The Moneta partnership could help the Atlanta banking company generate additional revenue from checking accounts, he said.

SunTrust is offering Moneta's service to 75,000 customers who can link their bank accounts to Moneta and use the payment service to make purchases at participating online retailers. Moneta is offered by 24 merchants, and the company expects to add three more by yearend; its largest merchant client is Delta Air Lines Inc.

The banking company earns a percentage of Moneta's transaction fee; Gallagher would not say how much.

SunTrust's goal in testing an alternative payment system is "to be defensive and at least try to get a few pennies back," Steve Karp, SunTrust's executive vice president of enterprise payments strategy, said at the ATM, Debit & Prepaid Forum held in October by SourceMedia, publisher of American Banker.

Though credit and debit cards dominate the $170 billion e-commerce market, about 15% of online purchases are now made using noncard alternatives, according to Celent, a unit of Marsh & McLennan Cos. The research company estimated that the major card networks could lose about $345 million in volume to alternative-payments next year and about $1.7 billion in 2015.

Gallagher said SunTrust wants to find ways to make its accounts more useful to customers. "We want to remain as the primary financial relationship, and to do that we thought it was much better to offer a full suite of services, including an alternative payment," he said.

Some banks have been reluctant to evaluate alternative payments, fearing that the services would cut into interchange revenue, but Karp said that financial companies need not worry about "cannibalizing" their card operations because the different payment types typically attract different sets of customers.

"There is always going to be the card guy in the room who will say [alternative payments] are taking transactions away from cards," he said, but according to SunTrust's internal research, "that's just not the case."

SunTrust began evaluating alternative payments after it became clear that services such as eBay Inc.'s PayPal and Google Inc.'s Checkout were competitive threats to its debit card revenue, Gallagher said.
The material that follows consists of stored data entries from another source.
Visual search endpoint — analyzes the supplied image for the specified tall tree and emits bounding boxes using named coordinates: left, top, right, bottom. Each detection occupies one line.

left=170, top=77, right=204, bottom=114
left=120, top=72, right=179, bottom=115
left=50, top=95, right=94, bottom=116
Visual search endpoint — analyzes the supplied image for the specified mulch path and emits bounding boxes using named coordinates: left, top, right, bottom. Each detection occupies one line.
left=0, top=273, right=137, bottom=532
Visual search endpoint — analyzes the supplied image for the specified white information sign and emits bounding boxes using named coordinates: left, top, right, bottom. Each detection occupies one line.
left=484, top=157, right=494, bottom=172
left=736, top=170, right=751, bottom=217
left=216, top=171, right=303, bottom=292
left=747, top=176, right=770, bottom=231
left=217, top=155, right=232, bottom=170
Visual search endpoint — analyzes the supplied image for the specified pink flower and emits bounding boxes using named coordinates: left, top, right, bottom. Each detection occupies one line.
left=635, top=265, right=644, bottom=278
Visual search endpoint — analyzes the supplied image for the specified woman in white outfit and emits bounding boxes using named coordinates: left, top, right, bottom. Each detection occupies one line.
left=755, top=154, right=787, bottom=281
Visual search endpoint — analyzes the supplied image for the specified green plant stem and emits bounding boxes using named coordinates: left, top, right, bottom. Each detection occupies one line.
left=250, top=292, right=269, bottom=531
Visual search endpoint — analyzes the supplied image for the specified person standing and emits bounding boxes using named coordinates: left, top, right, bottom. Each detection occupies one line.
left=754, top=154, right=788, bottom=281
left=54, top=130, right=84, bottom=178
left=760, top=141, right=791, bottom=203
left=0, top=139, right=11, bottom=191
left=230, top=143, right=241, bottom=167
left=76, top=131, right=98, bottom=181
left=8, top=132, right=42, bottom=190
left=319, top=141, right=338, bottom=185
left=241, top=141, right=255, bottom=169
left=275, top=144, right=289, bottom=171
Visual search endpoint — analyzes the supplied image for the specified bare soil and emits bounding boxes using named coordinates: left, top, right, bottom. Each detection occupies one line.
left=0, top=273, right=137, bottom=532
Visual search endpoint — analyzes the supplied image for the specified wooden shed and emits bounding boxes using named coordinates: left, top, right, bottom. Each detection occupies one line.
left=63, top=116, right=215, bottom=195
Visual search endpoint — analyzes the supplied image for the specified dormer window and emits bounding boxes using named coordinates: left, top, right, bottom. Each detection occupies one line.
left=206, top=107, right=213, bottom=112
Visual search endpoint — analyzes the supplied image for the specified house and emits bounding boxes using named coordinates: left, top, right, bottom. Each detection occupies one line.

The company was also motivated by the grim economy and new regulations for payment cards that could reduce revenue.

The SunTrust endorsement is helping Moneta position itself as a bank-friendly alternative payment method, said Guido Sacchi, the Atlanta payment company's chief executive. Banks are "searching for alternative-revenue models, specifically ones that center around the DDA relationship," he said.

However, alternative services still must prove their worth, said Red Gillen, a senior analyst at Celent. "The challenge, both to consumers and merchants, is, why are they better than PayPal?" he said. "Wherever Moneta goes, PayPal would have preceded it."

PayPal also wants to collaborate more with banks, according to Sanjeev Kriplani, a PayPal senior director and general manager. The San Jose company's Debit Access service, introduced in October, lets people link their debit cards to the online payment system.

Banks that use the Star debit network, a unit of Kohlberg Kravis Roberts & Co.'s First Data, can offer the feature to their customers. The Star agreement is "a way for banks to participate in online transactions," Kriplani said. "We want to increasingly partner with the banking community."